Twelve year old Donald Francis Hennessey survived the fire and as an adult became a bookkeeper for a coal company. He died at age 20, never married.
Donald, John Earl and Willie were the sons of William Henry Hennessy (1863–1923) and Annie McEnery Hennessy (1865–1949). William had immigrated to America from Ireland with his parents as a youngster in 1868, becoming a naturalized US citizen in 1883, and Annie/Anna was a native of New Hampshire. They married in 1887 in Hyde Park.

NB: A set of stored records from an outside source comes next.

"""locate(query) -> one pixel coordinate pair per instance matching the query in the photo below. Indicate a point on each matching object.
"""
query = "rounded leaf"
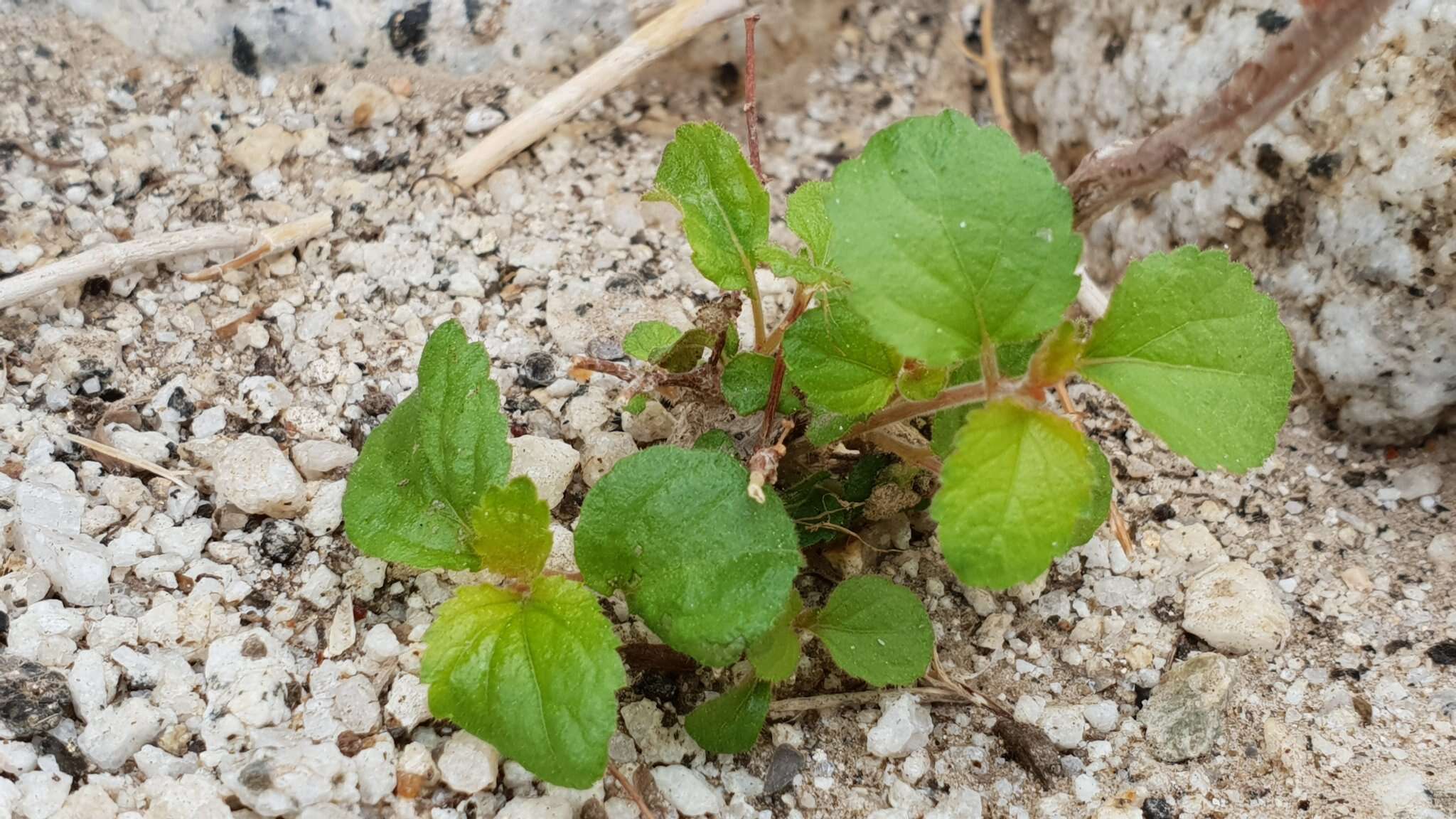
(705, 566)
(950, 237)
(533, 675)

In 1903 the Hennessy's lived at 4411 Calumet Ave in Chicago. William Hennessy worked in sales for the Jefferson Theatre Program printing company. That meant he worked with Chicago theater managers every day. Based on their homes, William was a good provider which meant that to support his wife and two remaining sons, he had to continue working, like all the other fathers of Iroquois Theater fire victims, but for William Hennessy that meant selling and writing orders while listening to discussions about the fire at work from co-workers and theater manager customers, all with conflicting opinions about the fire, some sympathetic to the owners, some condemning, some critical of the audience for not having calmly filed from the theater. Then he went home to share the grief with his wife and sons, helping son John with the pain of his severe injuries and learning how to function with one hand, and finding time to assuage the survivor guilt of his youngest son, Donald, who not only survived but did so without grievous injury.